Übrigens, "Sinn machen" ist ein schrecklicher Anglizismus. Obwohl viele Deutschen diesen Ausdruck auch verwenden, ist er vorläufig noch immer falsch. Besser ist _Sinn ergeben_ oder _sinvoll sein_.


----------



## Henryk

"Nord-Süd-Straße" ist aber kein genereller Begriff. Ich kenne es nur als Eigenname für eine Straße bei Stuttgart.


----------



## kayokid

Man lernt jeden Tag etwas Neues. Den Ausdruck haben wir in der Deutscheklasse gelernt und seit Jahren verwende ich ihn. Mindestens habe ich heute den richtigen Ausdruck gelernt.


----------



## Whodunit

Henryk said:
			
		

> "Nord-Süd-Straße" ist aber kein genereller Begriff. Ich kenne es nur als Eigenname für eine Straße bei Stuttgart.


 
Aber es würde doch als Begriff in diesem Zusammenhang gehen, oder? Es klingt zumindest nicht falsch.

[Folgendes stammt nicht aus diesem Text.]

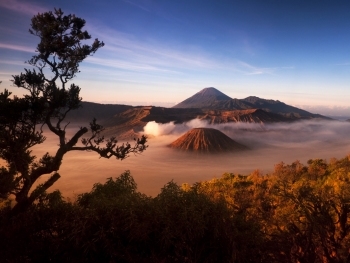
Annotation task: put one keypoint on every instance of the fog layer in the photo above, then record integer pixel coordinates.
(159, 164)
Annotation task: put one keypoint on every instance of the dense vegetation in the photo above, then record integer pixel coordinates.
(298, 213)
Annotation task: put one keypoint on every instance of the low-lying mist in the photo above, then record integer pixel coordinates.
(159, 164)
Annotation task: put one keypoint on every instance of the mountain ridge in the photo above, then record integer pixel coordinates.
(213, 99)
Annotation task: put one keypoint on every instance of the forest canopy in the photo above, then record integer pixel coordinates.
(297, 213)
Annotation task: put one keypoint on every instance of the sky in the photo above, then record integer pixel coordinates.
(160, 52)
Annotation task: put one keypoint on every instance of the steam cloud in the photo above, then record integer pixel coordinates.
(159, 164)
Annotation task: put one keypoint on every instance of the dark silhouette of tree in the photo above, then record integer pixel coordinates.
(46, 102)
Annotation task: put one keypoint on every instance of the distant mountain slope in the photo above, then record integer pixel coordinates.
(127, 124)
(250, 115)
(206, 140)
(280, 108)
(206, 98)
(213, 99)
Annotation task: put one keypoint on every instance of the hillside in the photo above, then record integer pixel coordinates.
(213, 99)
(206, 140)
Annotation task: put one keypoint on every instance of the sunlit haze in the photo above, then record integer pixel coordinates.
(162, 52)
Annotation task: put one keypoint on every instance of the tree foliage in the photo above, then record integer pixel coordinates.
(298, 213)
(46, 102)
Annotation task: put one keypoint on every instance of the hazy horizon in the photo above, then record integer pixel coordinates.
(270, 144)
(165, 51)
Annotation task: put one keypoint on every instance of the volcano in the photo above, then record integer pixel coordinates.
(206, 140)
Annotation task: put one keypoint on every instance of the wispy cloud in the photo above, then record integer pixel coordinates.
(343, 64)
(24, 7)
(137, 5)
(12, 62)
(16, 47)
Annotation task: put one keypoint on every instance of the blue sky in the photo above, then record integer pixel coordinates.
(161, 52)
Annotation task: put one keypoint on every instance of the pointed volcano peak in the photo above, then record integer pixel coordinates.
(205, 98)
(213, 92)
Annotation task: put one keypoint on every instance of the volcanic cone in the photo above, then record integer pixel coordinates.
(206, 140)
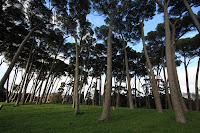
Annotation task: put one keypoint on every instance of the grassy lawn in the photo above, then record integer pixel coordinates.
(58, 118)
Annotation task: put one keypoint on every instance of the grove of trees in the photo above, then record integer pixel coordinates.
(61, 57)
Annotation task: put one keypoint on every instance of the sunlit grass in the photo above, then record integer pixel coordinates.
(58, 118)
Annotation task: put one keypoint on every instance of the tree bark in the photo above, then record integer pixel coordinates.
(100, 91)
(38, 98)
(168, 100)
(152, 77)
(179, 115)
(76, 80)
(13, 84)
(119, 88)
(196, 22)
(106, 107)
(128, 77)
(183, 105)
(187, 84)
(28, 78)
(7, 97)
(36, 84)
(51, 69)
(196, 85)
(135, 91)
(15, 58)
(23, 80)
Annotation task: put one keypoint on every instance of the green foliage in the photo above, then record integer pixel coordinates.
(53, 118)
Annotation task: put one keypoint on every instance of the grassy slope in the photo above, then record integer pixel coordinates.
(57, 118)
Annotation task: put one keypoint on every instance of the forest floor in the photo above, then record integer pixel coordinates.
(60, 118)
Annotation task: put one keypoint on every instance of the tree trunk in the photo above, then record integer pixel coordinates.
(38, 98)
(28, 78)
(100, 91)
(106, 105)
(15, 58)
(76, 80)
(7, 97)
(196, 85)
(23, 80)
(183, 105)
(49, 88)
(119, 88)
(187, 84)
(51, 69)
(152, 77)
(135, 91)
(13, 84)
(128, 77)
(196, 22)
(175, 100)
(36, 84)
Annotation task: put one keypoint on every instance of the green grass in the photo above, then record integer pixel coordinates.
(58, 118)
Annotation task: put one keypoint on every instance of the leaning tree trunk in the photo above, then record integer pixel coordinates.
(130, 99)
(183, 105)
(179, 114)
(26, 84)
(135, 91)
(187, 84)
(51, 69)
(100, 90)
(106, 106)
(7, 97)
(15, 58)
(35, 85)
(196, 22)
(152, 77)
(23, 80)
(168, 101)
(196, 85)
(49, 88)
(119, 88)
(13, 84)
(39, 91)
(76, 80)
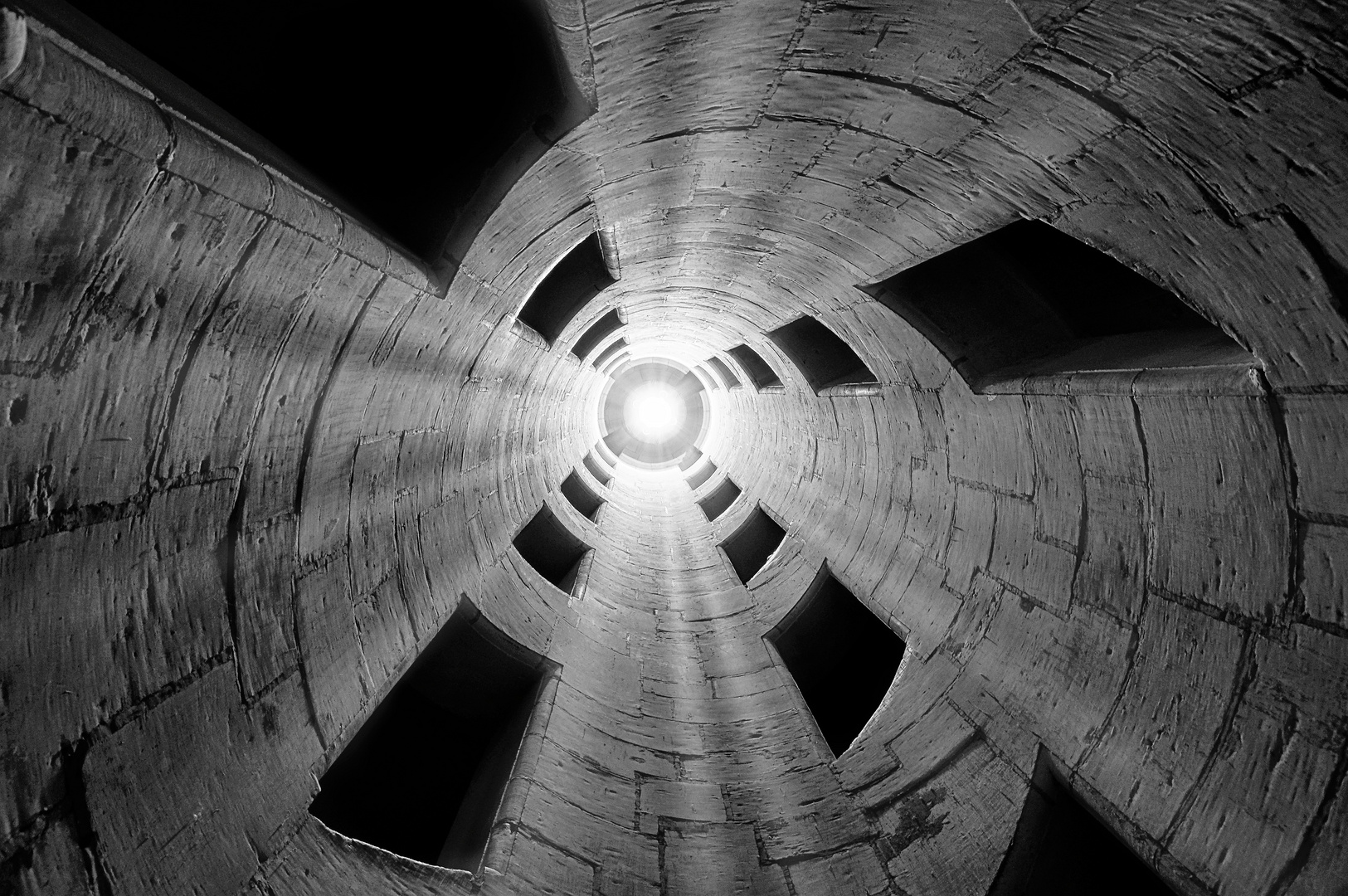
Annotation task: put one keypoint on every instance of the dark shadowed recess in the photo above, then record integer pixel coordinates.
(582, 496)
(821, 354)
(549, 548)
(841, 656)
(720, 499)
(1029, 299)
(759, 371)
(698, 479)
(596, 333)
(751, 544)
(1061, 849)
(575, 280)
(401, 110)
(425, 775)
(723, 371)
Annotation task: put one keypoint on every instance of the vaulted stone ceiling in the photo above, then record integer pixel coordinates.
(256, 455)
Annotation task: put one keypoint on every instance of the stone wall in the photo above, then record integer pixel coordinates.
(254, 457)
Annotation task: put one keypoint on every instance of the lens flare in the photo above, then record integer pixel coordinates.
(653, 412)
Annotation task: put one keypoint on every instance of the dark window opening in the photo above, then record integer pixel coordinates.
(582, 496)
(425, 775)
(758, 369)
(723, 371)
(384, 127)
(720, 499)
(841, 658)
(600, 475)
(821, 354)
(698, 479)
(1029, 299)
(619, 343)
(596, 333)
(1061, 849)
(549, 548)
(751, 544)
(576, 279)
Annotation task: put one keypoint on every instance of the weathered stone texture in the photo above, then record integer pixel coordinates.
(254, 460)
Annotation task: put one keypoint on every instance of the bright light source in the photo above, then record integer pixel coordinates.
(653, 412)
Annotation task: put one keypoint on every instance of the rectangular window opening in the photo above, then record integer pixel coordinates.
(752, 544)
(550, 548)
(582, 496)
(231, 75)
(576, 279)
(821, 354)
(1031, 300)
(723, 371)
(720, 499)
(425, 775)
(759, 371)
(597, 332)
(600, 475)
(1060, 848)
(618, 345)
(840, 655)
(700, 479)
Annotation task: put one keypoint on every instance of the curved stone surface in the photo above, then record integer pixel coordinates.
(254, 458)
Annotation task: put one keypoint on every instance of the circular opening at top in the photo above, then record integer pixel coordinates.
(654, 411)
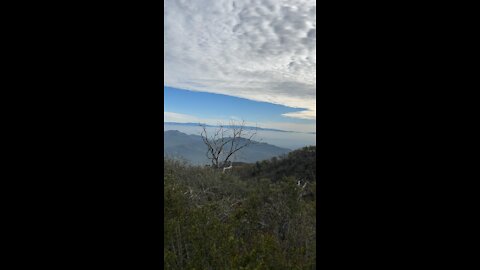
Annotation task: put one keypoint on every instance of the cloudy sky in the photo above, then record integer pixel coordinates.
(255, 59)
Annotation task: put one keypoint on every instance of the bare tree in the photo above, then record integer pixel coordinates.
(226, 141)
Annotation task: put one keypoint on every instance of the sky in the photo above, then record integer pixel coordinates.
(253, 60)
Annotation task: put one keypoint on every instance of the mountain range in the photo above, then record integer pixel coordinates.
(193, 149)
(229, 126)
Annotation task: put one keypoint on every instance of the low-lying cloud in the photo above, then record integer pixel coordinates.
(263, 50)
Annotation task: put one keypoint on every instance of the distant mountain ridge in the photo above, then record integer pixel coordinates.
(192, 148)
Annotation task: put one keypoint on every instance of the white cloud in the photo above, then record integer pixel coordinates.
(263, 50)
(185, 118)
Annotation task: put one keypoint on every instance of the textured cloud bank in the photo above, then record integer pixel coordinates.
(261, 50)
(185, 118)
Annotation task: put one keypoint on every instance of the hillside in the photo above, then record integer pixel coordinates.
(299, 164)
(234, 221)
(192, 149)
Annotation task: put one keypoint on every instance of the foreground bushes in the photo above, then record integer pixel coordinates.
(218, 221)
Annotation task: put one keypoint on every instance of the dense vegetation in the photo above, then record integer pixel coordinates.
(249, 218)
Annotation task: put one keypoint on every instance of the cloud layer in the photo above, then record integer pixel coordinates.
(263, 50)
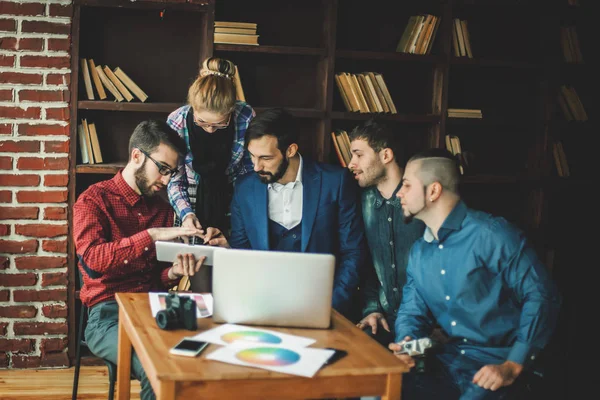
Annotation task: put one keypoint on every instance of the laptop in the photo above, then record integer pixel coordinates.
(257, 287)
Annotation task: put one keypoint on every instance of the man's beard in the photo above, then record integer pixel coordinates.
(268, 177)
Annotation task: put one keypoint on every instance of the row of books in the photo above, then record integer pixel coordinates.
(570, 45)
(571, 104)
(461, 41)
(365, 93)
(236, 33)
(115, 81)
(341, 144)
(560, 159)
(419, 34)
(464, 113)
(89, 146)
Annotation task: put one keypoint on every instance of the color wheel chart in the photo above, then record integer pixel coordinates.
(268, 356)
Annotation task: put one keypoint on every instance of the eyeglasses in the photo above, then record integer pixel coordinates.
(162, 169)
(203, 124)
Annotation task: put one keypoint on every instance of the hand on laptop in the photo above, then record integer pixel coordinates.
(214, 237)
(185, 265)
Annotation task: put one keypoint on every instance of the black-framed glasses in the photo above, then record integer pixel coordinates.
(163, 169)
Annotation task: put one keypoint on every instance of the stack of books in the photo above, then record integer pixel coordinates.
(419, 34)
(115, 81)
(236, 33)
(365, 93)
(464, 113)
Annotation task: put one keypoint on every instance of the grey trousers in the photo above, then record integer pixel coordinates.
(102, 334)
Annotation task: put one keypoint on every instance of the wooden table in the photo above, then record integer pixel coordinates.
(368, 369)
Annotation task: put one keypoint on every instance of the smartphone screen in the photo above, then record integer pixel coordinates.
(188, 347)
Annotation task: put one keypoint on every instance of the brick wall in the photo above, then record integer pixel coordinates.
(34, 149)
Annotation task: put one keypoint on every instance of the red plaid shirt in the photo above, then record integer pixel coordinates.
(115, 251)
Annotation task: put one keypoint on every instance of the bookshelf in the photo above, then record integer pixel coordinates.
(513, 77)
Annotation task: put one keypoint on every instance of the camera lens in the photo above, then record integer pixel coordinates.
(167, 319)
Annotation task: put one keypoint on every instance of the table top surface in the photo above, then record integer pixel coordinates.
(152, 344)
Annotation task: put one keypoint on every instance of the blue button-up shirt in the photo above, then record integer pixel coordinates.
(484, 285)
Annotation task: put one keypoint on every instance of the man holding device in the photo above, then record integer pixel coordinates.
(115, 225)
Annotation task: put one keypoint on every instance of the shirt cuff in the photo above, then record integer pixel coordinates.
(523, 353)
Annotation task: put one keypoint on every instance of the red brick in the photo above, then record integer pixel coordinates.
(19, 279)
(55, 213)
(8, 43)
(39, 295)
(60, 114)
(40, 328)
(19, 180)
(7, 61)
(54, 246)
(54, 279)
(54, 344)
(30, 130)
(40, 262)
(60, 10)
(18, 246)
(21, 361)
(18, 112)
(6, 94)
(57, 147)
(5, 163)
(33, 44)
(8, 25)
(16, 345)
(45, 27)
(44, 61)
(22, 9)
(20, 78)
(44, 95)
(5, 195)
(22, 146)
(58, 79)
(59, 44)
(59, 196)
(55, 360)
(18, 312)
(19, 212)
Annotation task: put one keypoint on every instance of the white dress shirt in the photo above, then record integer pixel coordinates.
(285, 201)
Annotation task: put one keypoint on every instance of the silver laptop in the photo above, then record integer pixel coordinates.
(273, 288)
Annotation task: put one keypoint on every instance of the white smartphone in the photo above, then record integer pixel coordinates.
(168, 251)
(188, 347)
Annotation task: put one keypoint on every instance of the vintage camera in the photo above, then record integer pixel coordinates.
(180, 313)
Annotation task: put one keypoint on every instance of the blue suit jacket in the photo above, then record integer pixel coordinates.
(331, 222)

Kayokid, in deinem letzten Satz muss es "zumindest" heißen. "At least" kann auf Deutsch sowohl "mindestens" als auch "zumindest" heißen.


----------



## MrMagoo

Henryk said:
			
		

> "Nord-Süd-Straße" ist aber kein genereller Begriff. Ich kenne es nur als Eigenname für eine Straße bei Stuttgart.


 
Ich fasse "Nord-Süd-Straße" nicht als Eigenname auf; im Grunde kann jede Nord-Süd-Verbindung auch "Nord-Süd-Straße" heißen.

Als Eigennamen allerdings bietet sich eher die Schreibung "Nordsüdstraße" an, da hier die eigentlich getrennten Begriffe zu einem Eigennamen zusammengeschmolzen sind.


Gruß
-MrMagoo


----------



## Kajjo

kayokid said:
			
		

> California Avenue is a north-south street. (California runs north-south.)


Die California Avenue verläuft in Nord-Süd-Richtung.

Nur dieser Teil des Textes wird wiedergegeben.